Plusieurs représentants locaux du CPFR des régions de Voronej, Vladivostok, de la République de Komi et de Yakoutie ont également pris position contre la guerre. L'un des représentants les plus brillants de la jeune génération du parti, le conseiller municipal de Moscou Eugène Stupin, a cofondé une coalition de gauche anti-guerre qui rassemble divers groupes politiques non représentés à la Douma. Pour ces militants, s’exprimer contre la guerre signifie remettre en question la ligne de la direction du PCFR et être prêt à quitter ses rangs. Plusieurs d’entre eux ont été expulsés avant même d’avoir remis leurs lettres.
D'autres organisations à gauche du PCFR ont pris une part active aux manifestations pour la paix. Le Mouvement socialiste russe (qui a des liens avec le Nouveau Parti anticapitaliste français) a publié une déclaration commune avec la gauche ukrainienne Sotsialniy Rukh (Mouvement Social), une rare initiative russo-ukrainienne. La déclaration condamne la guerre criminelle et impérialiste de la Russie et soutient toutes les mesures visant à mettre fin au conflit, y compris les sanctions contre le pétrole et le gaz et la fourniture d'armes à l'Ukraine pour sa légitime défense.

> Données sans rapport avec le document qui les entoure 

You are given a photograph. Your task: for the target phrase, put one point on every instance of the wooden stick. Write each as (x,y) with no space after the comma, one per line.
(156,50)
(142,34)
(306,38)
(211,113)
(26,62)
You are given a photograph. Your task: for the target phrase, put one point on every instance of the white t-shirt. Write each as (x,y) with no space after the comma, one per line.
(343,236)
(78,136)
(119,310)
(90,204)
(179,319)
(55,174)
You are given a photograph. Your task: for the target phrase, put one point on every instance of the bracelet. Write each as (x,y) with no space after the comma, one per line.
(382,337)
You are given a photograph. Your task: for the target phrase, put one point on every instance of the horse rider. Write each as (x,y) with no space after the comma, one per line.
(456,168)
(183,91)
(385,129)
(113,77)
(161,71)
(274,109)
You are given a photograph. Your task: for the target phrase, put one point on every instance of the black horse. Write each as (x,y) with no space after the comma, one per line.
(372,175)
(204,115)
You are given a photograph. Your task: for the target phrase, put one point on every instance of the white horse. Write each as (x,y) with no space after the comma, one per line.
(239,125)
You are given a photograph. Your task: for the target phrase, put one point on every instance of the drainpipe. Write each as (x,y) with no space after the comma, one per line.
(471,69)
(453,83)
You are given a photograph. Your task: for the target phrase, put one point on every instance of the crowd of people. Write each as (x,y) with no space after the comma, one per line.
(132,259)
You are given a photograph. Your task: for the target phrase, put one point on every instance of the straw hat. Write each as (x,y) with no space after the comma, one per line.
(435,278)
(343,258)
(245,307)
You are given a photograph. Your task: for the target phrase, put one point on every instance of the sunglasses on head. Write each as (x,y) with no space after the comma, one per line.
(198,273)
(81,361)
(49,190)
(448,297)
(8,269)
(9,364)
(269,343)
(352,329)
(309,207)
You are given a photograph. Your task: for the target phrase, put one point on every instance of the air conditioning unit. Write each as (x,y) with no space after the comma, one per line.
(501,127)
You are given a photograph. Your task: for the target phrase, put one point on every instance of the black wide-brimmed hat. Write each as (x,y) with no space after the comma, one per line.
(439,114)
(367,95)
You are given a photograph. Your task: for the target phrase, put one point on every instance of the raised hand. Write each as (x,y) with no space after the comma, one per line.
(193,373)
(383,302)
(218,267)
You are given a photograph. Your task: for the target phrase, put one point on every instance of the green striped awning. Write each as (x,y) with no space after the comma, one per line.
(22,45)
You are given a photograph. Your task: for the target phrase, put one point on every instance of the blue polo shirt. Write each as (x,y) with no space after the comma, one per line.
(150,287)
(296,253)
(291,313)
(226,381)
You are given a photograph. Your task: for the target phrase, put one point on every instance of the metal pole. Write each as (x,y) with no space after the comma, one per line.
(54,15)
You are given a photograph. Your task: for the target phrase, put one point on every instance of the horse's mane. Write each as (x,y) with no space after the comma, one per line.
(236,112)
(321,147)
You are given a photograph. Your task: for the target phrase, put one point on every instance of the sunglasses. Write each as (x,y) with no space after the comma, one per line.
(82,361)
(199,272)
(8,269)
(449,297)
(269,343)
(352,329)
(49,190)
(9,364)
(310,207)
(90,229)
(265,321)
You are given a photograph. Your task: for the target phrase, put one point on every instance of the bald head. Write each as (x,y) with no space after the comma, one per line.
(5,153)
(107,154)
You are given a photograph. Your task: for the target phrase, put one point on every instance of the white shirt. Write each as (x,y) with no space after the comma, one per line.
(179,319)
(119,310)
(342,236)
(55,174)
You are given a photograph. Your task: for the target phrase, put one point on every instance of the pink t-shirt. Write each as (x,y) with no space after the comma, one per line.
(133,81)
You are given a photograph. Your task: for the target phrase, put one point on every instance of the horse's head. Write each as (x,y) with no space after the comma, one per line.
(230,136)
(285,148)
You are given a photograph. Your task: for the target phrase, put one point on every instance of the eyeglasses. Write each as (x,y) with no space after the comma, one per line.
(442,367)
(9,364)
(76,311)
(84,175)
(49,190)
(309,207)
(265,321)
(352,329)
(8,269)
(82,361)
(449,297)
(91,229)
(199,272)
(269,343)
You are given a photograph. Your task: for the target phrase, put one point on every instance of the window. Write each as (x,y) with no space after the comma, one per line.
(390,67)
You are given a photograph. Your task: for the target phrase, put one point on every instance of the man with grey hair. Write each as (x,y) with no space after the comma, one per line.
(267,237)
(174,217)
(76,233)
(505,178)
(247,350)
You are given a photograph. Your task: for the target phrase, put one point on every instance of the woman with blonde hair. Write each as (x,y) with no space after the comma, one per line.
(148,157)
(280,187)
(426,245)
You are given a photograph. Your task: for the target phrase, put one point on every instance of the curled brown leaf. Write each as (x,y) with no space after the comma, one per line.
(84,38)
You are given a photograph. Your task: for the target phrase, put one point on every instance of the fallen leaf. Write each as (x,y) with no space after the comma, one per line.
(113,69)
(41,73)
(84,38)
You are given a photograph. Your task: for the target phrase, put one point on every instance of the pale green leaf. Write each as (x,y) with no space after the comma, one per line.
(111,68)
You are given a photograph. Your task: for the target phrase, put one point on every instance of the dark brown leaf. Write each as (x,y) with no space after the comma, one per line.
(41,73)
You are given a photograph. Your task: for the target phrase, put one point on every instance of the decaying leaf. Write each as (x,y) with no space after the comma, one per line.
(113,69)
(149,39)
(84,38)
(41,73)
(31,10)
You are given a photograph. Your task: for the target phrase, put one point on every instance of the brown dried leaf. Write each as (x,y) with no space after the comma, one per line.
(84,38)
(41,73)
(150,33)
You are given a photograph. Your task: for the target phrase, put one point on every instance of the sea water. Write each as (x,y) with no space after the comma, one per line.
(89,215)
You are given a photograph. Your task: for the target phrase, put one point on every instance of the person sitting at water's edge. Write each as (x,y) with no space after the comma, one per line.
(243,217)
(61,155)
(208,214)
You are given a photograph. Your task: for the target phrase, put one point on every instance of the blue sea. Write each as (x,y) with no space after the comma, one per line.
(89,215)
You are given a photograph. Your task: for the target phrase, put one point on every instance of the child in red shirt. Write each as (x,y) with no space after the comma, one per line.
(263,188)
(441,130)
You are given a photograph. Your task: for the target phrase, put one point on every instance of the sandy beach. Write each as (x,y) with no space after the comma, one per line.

Cette déclaration est d’autant plus significative que les services de sécurité ukrainiens ont pris pour cible la gauche ukrainienne, qu’ils soupçonnent d’être antipatriotique. Les anarchistes russes de Avtonomnoe Deistvie (Action autonome) a appelé « les soldats russes à faire défection, à désobéir aux ordres criminels et à quitter immédiatement l'Ukraine ».
La guerre avec l’Ukraine n’a fait que confirmer le fossé entre les nostalgiques de l’ère du pouvoir d’État en URSS et ceux pour qui être de gauche signifie s’engager dans un projet démocratique, anti-autoritaire et clairvoyant. Aujourd’hui, alors que tout appel à résister à l’agression impérialiste du gouvernement russe risque d’être réprimé et hostile par le reste de la société, la gauche anti-guerre semble isolée.
Mais il convient de rappeler qu’en 1917, lors de la Première Guerre mondiale, ceux qui demandaient aux soldats russes de désobéir aux ordres de leurs officiers arrivèrent au pouvoir, contre toute attente. Et l’établissement des frontières actuelles de l’Ukraine, reconnues internationalement, est une raison supplémentaire pour Vladimir Poutine de détester Lénine.
*Ilya Boudraitskis est professeur à l'École des sciences sociales et économiques de Moscou et à l'Institut d'art contemporain de Moscou. Auteur, entre autres livres, de Dissidents parmi les dissidents : idéologie, politique et gauche dans la Russie post-soviétique (Verso).
Traduction: Eleutério FS Prado.
Initialement publié sur le site Sinpermiso.
notes
[1] Voir Hélène Richard, «Quand les États-Unis ont fait basculer les élections russes" Le Monde diplomatique, édition anglaise, mars 2019.
[2] Activités financières partielles à la veille des élections de députés à la Douma d'État', Golos, 4 août 2016, www.golosinfo.org/.
[3] Voir Karine Clément, «La Russie prend soin de ses riches" Le Monde diplomatique, édition anglaise, novembre 2018.